Methods : Sixteen older (60 – 82 years) and sixteen younger (20 – 37 years) normally-sighted current drivers drove on a rural highway in our simulator and pressed the horn whenever they detected a pedestrian (12 per drive) that ran toward the road on a collision course. Subjects completed four drives (orders counterbalanced): 1) normal vision without distraction, 2) normal vision with distraction, 3) simulated CVL without distraction, and 4) simulated CVL with distraction. CVL was simulated by attaching diffusing filters to safety goggles, which reduced VA to mean 20/80 (both age groups) and letter contrast sensitivity to 1.43 (young) and 1.34 (older) log units. For drives with distraction, subjects listened to an audiobook, repeating out loud key words to ensure task engagement.

Results : Distraction and simulated CVL each significantly increased reaction times (RT; p<0.001). However, the increase in RT due to simulated CVL was far greater than that due to distraction (increase of 660 vs. 161 ms). Simulated CVL interacted with age increasing RT in older subjects by 828 ms compared to 492 ms in younger subjects (p= 0.003), but distraction did not interact with age. The rate of unsafe responses (unable to avoid a collision) increased significantly from 5% without to 22% with simulated CVL (data pooled across all subjects).

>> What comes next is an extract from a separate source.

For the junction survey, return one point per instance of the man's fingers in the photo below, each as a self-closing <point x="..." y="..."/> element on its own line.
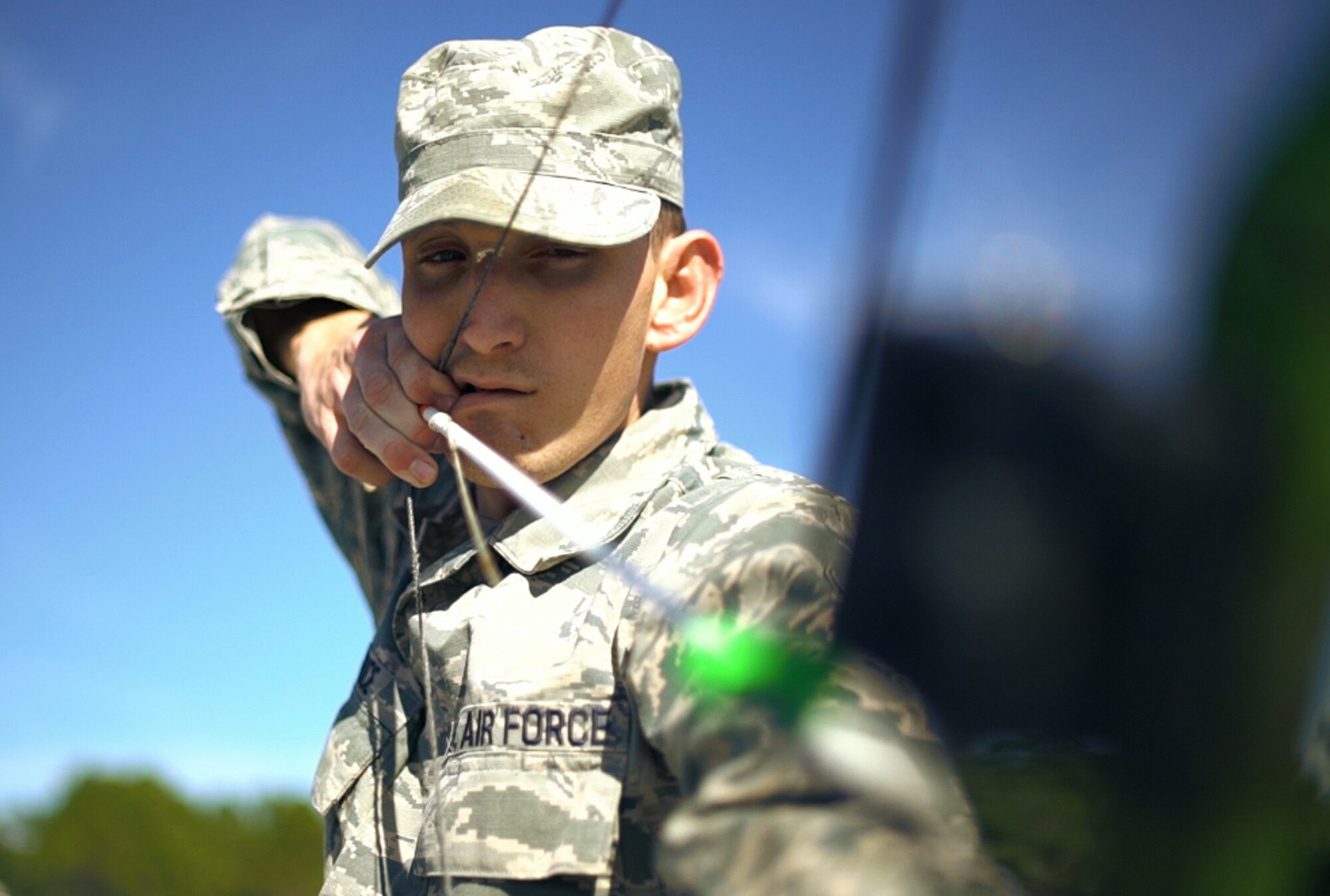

Conclusions : Simulated CVL impaired hazard detection to a much greater extent in older than younger drivers, despite similar levels of VA, suggesting older drivers with CVL may be at greater risk for potential accidents. Distraction can further heighten this risk; however, simulated CVL was found to have a greater adverse effect on responses to hazards than distraction from listening to an audiobook.

This abstract was presented at the 2019 ARVO Annual Meeting, held in Vancouver, Canada, April 28 - May 2, 2019.